Hey there, Eastern-seaboard beach-goers! Been enjoying your summer of cold beer, casual sex, outdoor music festivals, ice cream dinners, and mysterious dolphin carcasses? Of course you haven’t — who can enjoy ice cream dinners with so many rotting dolphin carcasses lining our beaches, fouling up the air and attracting legions of carrion birds? It’s positively grotesque.
CBS has reported on a most-unfortunate summer trend for anyone who adores large marine mammals — dolphins have been washing up dead or almost-dead on beaches all along the mid-Atlantic coast, from Virginia to lovely New Jersey, a land untouched by sarcastic comments about its pristine, white-sand beaches. More than 120 dolphins (mostly of the adorable and familiar bottlenose variety) have turned up in various states of decomposition over the last two months, and nobody really knows why. Maggie Mooney-Seus of the National Oceanic and Atmospheric Administration speculates, “It could be biotoxins. It could be disease. It could be human interactions with fishing gear."

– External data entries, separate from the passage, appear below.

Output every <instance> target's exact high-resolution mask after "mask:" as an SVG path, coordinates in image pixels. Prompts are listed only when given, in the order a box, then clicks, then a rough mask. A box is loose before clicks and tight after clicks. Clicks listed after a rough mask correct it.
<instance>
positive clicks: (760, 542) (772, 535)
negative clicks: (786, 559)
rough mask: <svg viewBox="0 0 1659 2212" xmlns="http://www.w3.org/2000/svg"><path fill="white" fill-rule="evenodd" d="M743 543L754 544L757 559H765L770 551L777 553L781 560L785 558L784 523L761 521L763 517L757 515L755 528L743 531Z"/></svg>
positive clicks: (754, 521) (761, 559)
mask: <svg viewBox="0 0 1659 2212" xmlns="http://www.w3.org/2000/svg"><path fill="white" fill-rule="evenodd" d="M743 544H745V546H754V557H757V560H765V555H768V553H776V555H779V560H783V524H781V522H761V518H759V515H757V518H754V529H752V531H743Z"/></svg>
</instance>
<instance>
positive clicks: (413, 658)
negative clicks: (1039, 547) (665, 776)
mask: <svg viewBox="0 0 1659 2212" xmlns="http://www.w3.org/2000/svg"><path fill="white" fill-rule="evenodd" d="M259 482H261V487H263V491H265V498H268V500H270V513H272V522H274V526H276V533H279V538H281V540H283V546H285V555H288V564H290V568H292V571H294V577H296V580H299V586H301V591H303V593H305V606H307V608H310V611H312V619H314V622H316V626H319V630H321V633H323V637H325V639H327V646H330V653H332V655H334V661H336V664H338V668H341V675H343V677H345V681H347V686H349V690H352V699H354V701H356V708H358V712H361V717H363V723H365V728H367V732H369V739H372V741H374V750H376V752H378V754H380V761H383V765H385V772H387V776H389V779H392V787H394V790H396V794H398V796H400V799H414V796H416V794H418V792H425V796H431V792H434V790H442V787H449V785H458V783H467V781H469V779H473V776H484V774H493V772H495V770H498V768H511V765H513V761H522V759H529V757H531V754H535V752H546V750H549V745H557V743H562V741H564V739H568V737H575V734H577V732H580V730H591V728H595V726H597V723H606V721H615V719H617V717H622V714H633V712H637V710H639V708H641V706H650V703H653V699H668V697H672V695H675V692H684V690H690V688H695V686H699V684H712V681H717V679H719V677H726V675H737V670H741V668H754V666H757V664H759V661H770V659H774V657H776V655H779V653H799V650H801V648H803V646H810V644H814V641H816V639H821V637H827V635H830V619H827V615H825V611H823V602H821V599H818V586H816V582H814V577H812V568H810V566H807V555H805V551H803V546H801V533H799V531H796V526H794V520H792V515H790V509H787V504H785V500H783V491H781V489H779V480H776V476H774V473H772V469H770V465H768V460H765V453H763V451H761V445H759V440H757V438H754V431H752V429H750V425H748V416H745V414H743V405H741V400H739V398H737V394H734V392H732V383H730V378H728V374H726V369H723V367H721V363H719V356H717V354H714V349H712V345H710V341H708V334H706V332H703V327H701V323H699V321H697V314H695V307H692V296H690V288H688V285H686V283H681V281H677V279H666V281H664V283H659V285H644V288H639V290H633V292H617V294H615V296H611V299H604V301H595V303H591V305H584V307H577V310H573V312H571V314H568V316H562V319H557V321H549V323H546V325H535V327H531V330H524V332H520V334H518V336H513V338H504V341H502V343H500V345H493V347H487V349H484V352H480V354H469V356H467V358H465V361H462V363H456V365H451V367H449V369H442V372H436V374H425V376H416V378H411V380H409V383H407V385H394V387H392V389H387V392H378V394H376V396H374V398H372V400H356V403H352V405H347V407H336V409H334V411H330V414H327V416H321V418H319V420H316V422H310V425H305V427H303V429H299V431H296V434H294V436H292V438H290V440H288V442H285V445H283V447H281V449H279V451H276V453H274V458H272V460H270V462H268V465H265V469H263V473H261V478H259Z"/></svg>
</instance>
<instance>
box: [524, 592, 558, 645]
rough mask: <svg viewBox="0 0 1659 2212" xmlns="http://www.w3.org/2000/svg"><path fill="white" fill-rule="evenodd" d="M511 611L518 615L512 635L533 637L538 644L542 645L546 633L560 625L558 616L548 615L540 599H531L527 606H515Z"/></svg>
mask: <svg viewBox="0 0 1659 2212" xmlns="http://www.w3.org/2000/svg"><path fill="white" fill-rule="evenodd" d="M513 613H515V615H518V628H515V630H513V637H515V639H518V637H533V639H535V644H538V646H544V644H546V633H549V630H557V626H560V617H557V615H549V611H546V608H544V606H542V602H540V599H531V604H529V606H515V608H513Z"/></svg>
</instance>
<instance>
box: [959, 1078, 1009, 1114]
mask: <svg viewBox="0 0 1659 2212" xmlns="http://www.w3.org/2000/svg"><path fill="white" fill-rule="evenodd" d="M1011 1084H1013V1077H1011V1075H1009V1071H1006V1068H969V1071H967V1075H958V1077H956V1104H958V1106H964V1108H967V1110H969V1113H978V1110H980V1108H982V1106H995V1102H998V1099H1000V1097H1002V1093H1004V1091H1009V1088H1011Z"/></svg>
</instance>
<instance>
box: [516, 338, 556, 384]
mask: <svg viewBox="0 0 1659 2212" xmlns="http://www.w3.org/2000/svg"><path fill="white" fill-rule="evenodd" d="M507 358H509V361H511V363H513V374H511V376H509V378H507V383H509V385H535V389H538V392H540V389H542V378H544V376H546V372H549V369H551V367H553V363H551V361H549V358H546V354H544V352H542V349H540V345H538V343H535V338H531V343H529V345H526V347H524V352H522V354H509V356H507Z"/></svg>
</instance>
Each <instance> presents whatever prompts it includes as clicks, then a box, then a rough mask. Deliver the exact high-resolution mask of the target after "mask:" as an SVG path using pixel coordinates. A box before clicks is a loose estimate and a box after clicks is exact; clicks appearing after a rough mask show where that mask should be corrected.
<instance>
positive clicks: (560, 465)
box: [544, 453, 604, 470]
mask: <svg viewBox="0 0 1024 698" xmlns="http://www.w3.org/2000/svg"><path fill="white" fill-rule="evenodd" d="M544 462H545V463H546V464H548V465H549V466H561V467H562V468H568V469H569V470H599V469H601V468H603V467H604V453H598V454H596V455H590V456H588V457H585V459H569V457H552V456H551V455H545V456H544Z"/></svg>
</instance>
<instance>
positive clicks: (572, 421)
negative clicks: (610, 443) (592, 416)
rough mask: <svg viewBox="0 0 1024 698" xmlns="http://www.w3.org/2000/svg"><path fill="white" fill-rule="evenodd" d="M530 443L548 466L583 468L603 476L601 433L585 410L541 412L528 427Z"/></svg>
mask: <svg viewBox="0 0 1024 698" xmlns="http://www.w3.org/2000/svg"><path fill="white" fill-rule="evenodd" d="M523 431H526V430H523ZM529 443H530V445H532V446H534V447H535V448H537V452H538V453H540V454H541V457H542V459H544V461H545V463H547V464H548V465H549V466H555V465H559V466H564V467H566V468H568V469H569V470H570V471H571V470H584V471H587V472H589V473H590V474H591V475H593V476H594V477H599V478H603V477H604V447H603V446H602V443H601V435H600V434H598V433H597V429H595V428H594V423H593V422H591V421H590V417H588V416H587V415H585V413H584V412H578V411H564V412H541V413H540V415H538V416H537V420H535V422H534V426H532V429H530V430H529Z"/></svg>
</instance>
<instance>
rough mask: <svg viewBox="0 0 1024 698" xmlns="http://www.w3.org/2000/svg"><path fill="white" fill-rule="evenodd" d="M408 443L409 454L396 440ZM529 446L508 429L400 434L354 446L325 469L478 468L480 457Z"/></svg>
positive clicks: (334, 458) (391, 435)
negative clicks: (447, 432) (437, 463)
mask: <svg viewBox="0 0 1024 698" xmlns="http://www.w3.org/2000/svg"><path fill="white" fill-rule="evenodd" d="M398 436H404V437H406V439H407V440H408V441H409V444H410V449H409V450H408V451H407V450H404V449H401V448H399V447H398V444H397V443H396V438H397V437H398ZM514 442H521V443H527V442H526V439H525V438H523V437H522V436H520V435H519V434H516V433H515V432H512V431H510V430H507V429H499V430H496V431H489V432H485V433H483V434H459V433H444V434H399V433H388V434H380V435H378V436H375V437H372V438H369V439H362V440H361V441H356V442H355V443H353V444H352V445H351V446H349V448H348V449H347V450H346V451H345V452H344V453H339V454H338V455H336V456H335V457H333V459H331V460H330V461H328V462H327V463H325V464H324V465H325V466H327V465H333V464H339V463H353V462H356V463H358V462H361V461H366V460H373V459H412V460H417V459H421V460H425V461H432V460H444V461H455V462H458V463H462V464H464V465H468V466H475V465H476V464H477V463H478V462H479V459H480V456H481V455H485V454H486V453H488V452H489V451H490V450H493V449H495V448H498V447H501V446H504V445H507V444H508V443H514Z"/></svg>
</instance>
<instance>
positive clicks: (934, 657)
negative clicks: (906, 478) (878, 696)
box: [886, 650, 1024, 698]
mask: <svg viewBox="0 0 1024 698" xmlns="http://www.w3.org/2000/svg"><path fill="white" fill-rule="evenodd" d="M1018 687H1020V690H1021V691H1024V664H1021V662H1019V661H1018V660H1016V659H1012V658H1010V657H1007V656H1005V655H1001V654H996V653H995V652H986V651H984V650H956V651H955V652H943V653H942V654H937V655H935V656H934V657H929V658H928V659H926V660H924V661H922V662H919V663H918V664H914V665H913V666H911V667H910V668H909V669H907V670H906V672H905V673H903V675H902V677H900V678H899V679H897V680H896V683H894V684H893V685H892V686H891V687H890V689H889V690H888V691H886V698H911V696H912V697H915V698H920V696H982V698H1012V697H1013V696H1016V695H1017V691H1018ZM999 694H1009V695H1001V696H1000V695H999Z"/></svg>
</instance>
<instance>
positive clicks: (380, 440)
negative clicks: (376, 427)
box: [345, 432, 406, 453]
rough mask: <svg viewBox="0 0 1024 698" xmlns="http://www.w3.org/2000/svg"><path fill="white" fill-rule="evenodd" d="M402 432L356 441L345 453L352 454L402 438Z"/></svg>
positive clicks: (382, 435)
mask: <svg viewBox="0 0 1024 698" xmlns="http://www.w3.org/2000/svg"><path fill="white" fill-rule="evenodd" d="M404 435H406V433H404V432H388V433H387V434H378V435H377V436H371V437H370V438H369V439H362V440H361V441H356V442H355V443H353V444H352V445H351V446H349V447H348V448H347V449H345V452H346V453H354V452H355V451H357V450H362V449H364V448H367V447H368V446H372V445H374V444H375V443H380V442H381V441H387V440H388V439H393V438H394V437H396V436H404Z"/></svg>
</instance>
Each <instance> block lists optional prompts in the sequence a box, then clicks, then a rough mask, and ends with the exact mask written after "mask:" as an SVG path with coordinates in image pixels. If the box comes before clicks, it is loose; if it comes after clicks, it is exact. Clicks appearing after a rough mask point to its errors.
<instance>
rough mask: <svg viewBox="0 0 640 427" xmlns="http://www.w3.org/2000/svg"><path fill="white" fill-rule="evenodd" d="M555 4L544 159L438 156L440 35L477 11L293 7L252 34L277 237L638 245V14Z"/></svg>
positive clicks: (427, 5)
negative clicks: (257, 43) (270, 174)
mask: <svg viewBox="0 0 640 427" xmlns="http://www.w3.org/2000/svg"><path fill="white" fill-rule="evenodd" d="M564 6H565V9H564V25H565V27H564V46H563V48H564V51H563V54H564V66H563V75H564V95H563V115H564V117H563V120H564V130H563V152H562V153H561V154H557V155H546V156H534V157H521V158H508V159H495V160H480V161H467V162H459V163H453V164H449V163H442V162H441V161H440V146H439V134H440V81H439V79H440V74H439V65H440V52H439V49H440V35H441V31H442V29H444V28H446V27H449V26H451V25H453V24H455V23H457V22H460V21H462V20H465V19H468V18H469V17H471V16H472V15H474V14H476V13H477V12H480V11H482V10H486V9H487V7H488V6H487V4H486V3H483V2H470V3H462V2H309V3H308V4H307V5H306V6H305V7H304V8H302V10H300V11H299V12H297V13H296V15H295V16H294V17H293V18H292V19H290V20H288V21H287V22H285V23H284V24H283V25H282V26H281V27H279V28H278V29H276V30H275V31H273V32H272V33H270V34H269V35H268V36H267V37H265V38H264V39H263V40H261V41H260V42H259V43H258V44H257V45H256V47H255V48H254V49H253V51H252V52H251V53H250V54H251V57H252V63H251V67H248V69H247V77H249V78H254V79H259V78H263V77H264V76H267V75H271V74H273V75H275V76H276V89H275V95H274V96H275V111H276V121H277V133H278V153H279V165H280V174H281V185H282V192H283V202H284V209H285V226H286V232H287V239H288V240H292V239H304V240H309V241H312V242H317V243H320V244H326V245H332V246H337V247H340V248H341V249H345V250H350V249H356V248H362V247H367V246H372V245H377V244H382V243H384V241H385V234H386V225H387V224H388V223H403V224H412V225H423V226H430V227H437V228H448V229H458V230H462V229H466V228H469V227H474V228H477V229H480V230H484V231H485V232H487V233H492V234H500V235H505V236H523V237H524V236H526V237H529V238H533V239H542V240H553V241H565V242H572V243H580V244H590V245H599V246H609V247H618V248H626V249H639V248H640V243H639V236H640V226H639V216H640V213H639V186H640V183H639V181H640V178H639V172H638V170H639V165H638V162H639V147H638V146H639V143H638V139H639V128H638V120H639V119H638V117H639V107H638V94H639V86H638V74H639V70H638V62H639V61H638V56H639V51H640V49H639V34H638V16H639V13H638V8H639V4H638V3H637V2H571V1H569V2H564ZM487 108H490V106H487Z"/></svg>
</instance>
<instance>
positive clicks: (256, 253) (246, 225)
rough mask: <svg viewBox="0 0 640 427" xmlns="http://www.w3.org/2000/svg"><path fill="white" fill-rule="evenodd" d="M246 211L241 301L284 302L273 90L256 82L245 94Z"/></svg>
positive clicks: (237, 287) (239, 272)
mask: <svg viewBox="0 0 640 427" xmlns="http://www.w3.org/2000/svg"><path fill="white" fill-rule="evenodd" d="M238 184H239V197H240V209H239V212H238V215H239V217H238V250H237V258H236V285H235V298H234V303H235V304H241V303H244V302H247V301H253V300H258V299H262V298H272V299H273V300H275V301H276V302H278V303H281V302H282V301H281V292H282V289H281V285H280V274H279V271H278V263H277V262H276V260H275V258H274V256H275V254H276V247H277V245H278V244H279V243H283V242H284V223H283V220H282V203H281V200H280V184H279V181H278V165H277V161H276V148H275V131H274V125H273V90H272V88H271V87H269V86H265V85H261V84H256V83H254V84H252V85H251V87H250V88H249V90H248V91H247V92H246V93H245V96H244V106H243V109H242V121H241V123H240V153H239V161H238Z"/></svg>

Really, though, stranded dolphins are the kind of mystery that can convince some people that a genuine “Sharkpocalypse” (a “real” phenomenon that will be discussed this week on the Discovery Channel’s annual snuff series, Shark Week) is nigh upon us. Or that we’ve dumped too many exfoliating microbeads into our oceans and they’re getting stuck in dolphin blowholes. Or that there’s a dolphin civil war that we know absolutely nothing about, and the dead dolphins are really casualties from the side of the evil dolphins that want to mount a land invasion and kill all the people. In which case, we ought to celebrate, oughtn’t we? In any event, it might be useful to maintain some perspective — although a staggering 42 dolphins turned up dead in July as opposed to a mere 10 in the two previous Julys combined, the summer of 1987 saw more than 900 mysterious dolphin deaths.